Difference between kafka idempotent and transactional producer setup? - apache-kafka

When setting up a kafka producer to use idempotent behaviour, and transactional behaviour:
I understand that for idempotency we set:
enable.idempotence=true
and that by changing this one flag on our producer, we are guaranteed exactly-once event delivery?
and for transactions, we must go further and set the transaction.id=<some value>
but by setting this value, it also sets idempotence to true?
Also, by setting one or both of the above to true, the producer will also set acks=all.
With the above should I be able to add 'exactly once delivery' by simply changing the enable idempotency setting? If i wanted to go further and enable transactional support, On the Consumer side, I would only need to change their setting, isolation.level=read_committed? Does this image reflect how to setup the producer in terms of EOS?

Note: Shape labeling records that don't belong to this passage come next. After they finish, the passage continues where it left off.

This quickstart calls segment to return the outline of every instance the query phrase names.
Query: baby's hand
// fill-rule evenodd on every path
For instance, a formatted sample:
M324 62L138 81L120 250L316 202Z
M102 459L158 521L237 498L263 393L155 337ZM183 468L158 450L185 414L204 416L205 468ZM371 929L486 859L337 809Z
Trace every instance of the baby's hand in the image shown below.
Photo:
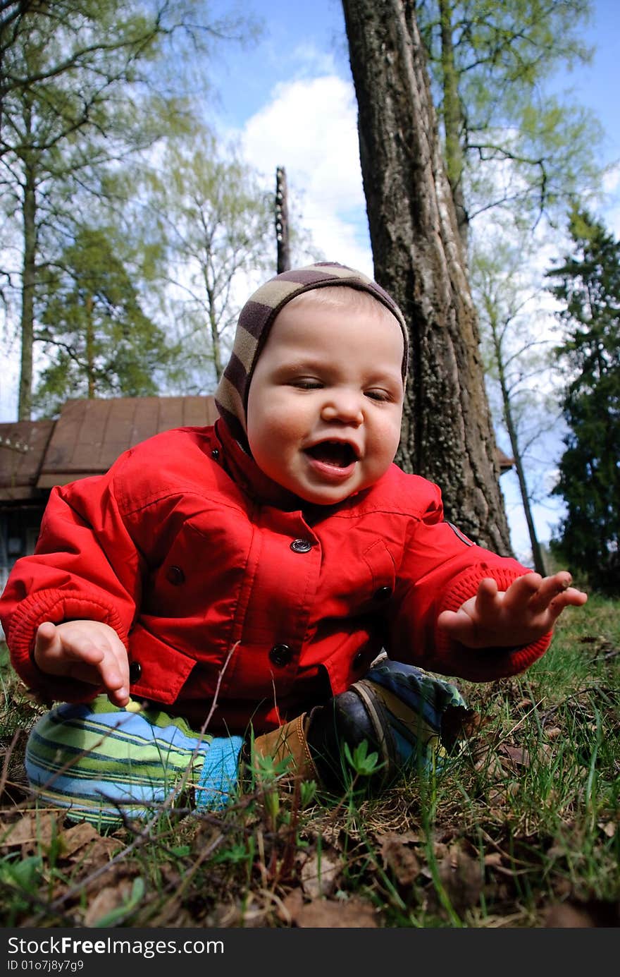
M39 625L34 660L50 675L68 675L103 685L113 705L129 701L129 658L116 631L97 620Z
M525 573L506 591L495 580L480 580L475 597L458 611L444 611L437 624L469 648L529 645L551 631L565 607L581 607L588 595L571 587L566 571L553 576Z

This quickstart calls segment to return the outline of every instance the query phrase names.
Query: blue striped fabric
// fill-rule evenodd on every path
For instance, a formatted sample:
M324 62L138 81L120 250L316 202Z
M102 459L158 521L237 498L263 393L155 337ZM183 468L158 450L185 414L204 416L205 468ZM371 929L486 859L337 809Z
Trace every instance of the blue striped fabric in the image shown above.
M241 744L241 737L201 736L184 719L117 708L101 696L43 716L28 739L25 767L43 803L66 809L73 821L110 828L147 817L167 799L226 806Z

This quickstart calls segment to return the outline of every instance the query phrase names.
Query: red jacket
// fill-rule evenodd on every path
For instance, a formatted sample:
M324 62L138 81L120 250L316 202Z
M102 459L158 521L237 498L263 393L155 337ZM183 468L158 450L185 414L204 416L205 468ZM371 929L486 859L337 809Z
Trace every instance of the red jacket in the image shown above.
M395 465L340 505L301 511L218 421L157 435L106 475L55 488L0 617L16 670L50 701L94 690L37 668L38 625L92 618L125 643L134 698L199 728L217 691L211 731L252 720L260 732L343 692L382 648L475 681L522 671L551 635L475 651L435 621L482 577L505 589L526 572L466 539L443 521L437 487Z

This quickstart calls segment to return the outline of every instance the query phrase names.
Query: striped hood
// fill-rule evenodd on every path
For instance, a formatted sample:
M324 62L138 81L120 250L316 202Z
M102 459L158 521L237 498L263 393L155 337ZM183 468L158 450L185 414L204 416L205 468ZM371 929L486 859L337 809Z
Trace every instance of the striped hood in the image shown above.
M407 372L408 336L400 309L376 281L346 265L319 262L283 272L270 278L248 299L239 314L228 363L215 392L215 402L230 433L247 450L246 407L252 373L271 324L283 306L296 295L327 285L349 285L369 292L396 319L402 330L403 381Z

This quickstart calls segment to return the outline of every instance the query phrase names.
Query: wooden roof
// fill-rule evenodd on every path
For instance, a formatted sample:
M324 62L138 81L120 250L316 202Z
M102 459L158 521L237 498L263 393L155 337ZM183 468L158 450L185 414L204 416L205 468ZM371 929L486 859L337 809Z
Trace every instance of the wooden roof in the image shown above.
M0 501L100 475L151 435L213 424L218 416L210 396L118 397L67 401L57 421L0 424ZM5 439L11 446L2 446Z
M0 501L34 498L54 421L0 424Z
M0 502L41 497L41 489L106 472L119 454L175 427L214 424L213 397L72 400L57 421L0 424ZM515 463L498 451L500 472Z

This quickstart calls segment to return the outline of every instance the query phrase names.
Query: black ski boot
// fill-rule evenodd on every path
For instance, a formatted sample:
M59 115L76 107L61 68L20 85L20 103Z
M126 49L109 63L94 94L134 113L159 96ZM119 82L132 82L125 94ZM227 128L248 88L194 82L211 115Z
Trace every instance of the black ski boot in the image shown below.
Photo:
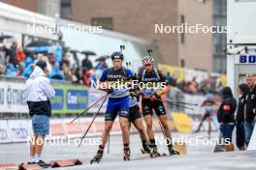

Yes you understood the main concepts.
By enabling idempotence, the producer automatically sets acks to all and guarantees message delivery for the lifetime of the Producer instance.
By enabling transactions, the producer automatically enables idempotence (and acks=all). Transactions allow to group produce requests and offset commits and ensure all or nothing gets committed to Kafka.
When using transactions, you can configure if consumers should only see records from committed transactions by setting isolation.level to read_committed, otherwise by default they see all records including from discarded transactions.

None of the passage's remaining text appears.